⁵ 5Section of Oral and Maxillofacial Surgery, Department of Surgery, University of Michigan, Ann Arbor, MI 48109 USA.

Abstract

Background: Immune-related genes (IRGs) were linked to the prognosis of head and neck squamous cell carcinoma (HNSCC). This study aimed to identify the effects of an immune-related gene signature (IRGS) that can predict the of HNSCC prognosis.

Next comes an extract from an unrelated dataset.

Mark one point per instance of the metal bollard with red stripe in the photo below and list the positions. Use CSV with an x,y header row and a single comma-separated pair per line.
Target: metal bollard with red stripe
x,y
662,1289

Methods: The expression data of 770 HNSCC patients from the TCGA database and the GEO database were used. To explore a predictive model, the Cox proportional hazards model was applied. The Kaplan-Meier survival analysis, as well as univariate and multivariate analyses were performed to evaluate the independent predictive value of IRGS. To explore biological functions of IRGS, enrichment analyses and pathway annotation for differentially expressed genes (DEGs) in different immune groups were applied, as well as the immune infiltration.

Results: A prognostic signature comprising 27 IRGs was generated. IRGS significantly stratified HNSCC patients into high and low immune risk groups in regard to overall survival in the training cohort (HR = 3.69, 95% CI 2.73-4.98, P < 0.001). Likewise, IRGS could be linked to the prognosis of HNSCC in patients of the validation cohort (HR = 1.84, 95% CI 1.21-2.81, P < 0.01). Even after adjusting for TNM stage, IRGS was maintained as an independent predictor in the multivariate analysis (HR = 3.62, 95% CI 2.58-5.09, P < 0.001), and in the validation cohort (HR = 1.73, 95% CI 1.12-2.67, P = 0.014). The IFN-α response, the IFN-γ response, IL-2/STAT5 signaling, and IL-6/JAK/STAT3 signaling were all negatively correlated with the immune risk (P < 0.01). Immune infiltration of the high-risk group was significantly lower than that of the low-risk group (P < 0.01). Most notably, the infiltration of CD8 T cells, memory-activated CD4 T cells, and regulatory T cells was strongly upregulated in the low immune risk groups, while memory resting CD4 T cell infiltration was downregulated (P < 0.01).

Conclusion: Our analysis provides a comprehensive prognosis of the immune microenvironments and outcomes for different individuals. Further studies are needed to evaluate the clinical application of this signature.

Keywords: Head and neck squamous cell carcinoma (HNSCC); Immune related gene signature (IRGS); Prognosis.